Personally, games based off this popular toy franchise have been hit or miss this year. LEGO Movie The Game was pretty enjoyable, but LEGO The Hobbit felt tired and boring. I think the multi-release of the games is what is making these series of games feel like they are all the same, with not a whole lot making them individually stand out. There are not many changes between each game besides some of the main mechanics. You still get a lot of the same problems you see in almost every single game, like an annoying camera and too many characters that don’t really play any differently from other characters. So, how does LEGO Batman 3: Beyond Gotham stand out? Well, while it has its same share of problems, like the isometric camera, and for me, questionable casting decisions, this is easily the best of the three LEGO games released this year. Even though I have my own set of problems with this game, it is pretty much the only LEGO game to invest your time with this year. Let’s get started!
LEGO Batman 3: Beyond Gotham’s story revolves around Brainiac, voiced by Dee Bradley Baker, who captures the leaders of the different Lantern characters that symbolize the emotions like fear, love, anger, greed, peace, and you get the idea.

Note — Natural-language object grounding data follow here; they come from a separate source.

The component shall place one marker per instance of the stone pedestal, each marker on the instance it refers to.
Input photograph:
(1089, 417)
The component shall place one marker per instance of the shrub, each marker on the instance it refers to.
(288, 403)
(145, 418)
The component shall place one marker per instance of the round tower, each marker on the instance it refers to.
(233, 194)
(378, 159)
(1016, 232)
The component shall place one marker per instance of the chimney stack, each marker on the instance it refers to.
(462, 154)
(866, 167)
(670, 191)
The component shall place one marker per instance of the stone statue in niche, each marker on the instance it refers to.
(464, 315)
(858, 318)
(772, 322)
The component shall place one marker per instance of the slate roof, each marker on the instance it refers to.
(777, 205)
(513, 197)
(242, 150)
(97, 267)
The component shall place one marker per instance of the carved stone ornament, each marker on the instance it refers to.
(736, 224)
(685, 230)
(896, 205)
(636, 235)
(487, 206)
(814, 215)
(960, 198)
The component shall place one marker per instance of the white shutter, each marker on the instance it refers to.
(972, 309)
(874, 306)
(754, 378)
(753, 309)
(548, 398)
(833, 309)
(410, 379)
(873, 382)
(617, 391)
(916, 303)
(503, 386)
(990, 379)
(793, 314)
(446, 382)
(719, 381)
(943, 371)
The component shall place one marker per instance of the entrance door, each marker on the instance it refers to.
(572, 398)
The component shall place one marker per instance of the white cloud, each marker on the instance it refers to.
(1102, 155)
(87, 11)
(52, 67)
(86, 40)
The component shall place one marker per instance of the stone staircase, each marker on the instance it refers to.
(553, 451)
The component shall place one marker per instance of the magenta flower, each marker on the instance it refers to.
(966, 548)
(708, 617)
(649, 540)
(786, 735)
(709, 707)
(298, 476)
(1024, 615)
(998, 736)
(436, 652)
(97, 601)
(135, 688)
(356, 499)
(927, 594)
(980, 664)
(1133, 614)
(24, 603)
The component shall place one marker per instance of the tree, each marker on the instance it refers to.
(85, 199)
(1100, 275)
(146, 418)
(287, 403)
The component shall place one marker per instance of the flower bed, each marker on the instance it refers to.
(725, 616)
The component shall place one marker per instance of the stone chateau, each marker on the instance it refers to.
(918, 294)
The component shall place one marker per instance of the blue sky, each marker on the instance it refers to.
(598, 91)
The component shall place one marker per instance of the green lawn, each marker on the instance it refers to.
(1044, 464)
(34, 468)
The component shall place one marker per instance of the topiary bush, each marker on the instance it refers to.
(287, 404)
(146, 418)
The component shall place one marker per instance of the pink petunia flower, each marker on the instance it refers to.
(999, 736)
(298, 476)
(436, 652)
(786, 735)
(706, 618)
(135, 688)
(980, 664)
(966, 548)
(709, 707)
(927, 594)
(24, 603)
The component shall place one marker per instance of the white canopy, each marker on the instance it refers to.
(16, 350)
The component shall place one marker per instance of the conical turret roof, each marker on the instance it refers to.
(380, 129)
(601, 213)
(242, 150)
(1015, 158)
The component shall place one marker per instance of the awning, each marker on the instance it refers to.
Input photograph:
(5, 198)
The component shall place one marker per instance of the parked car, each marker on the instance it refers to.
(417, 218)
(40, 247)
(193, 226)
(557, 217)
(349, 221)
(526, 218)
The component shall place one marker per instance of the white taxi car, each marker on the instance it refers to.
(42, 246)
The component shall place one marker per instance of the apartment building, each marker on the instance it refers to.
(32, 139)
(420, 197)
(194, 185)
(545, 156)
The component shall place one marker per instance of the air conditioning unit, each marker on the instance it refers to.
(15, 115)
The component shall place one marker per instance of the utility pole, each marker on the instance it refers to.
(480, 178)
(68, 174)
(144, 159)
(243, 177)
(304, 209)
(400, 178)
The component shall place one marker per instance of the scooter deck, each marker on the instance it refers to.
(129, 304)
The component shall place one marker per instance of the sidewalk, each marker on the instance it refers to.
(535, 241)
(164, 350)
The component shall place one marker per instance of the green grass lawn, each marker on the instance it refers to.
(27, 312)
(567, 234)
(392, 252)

On top of that, The Joker, voiced by Christopher Corey Smith, Lex Luthor, voiced by Clancy Brown, Solomon Grundy, voiced by Fred Tatasciore, Cheetah, and Firefly try to take control of the Justice League’s HQ that is up in space as part of a plan to make Lex Luthor president. It is up to Batman and the Justice League to stop Brainiac from taking over, as well as prevent Lex from becoming President. If those weren’t enough plots for you, Batman also has to come to terms with dealing with emotions, since he usually does not let his emotions get the best of him. The story can be a bit of a mixed bag. There a lot of memorable lines and interesting story elements, like how some of the villains and heroes are endowed with the emotion from different Lanterns. Wonder Woman is angry, the Flash is greedy, Cyborg is scared, and The Joker and Lex Luthor are kind characters. On the other hand, it feels like three different stories put into one game. I also have my issues with the casting choices, but I will get to those later.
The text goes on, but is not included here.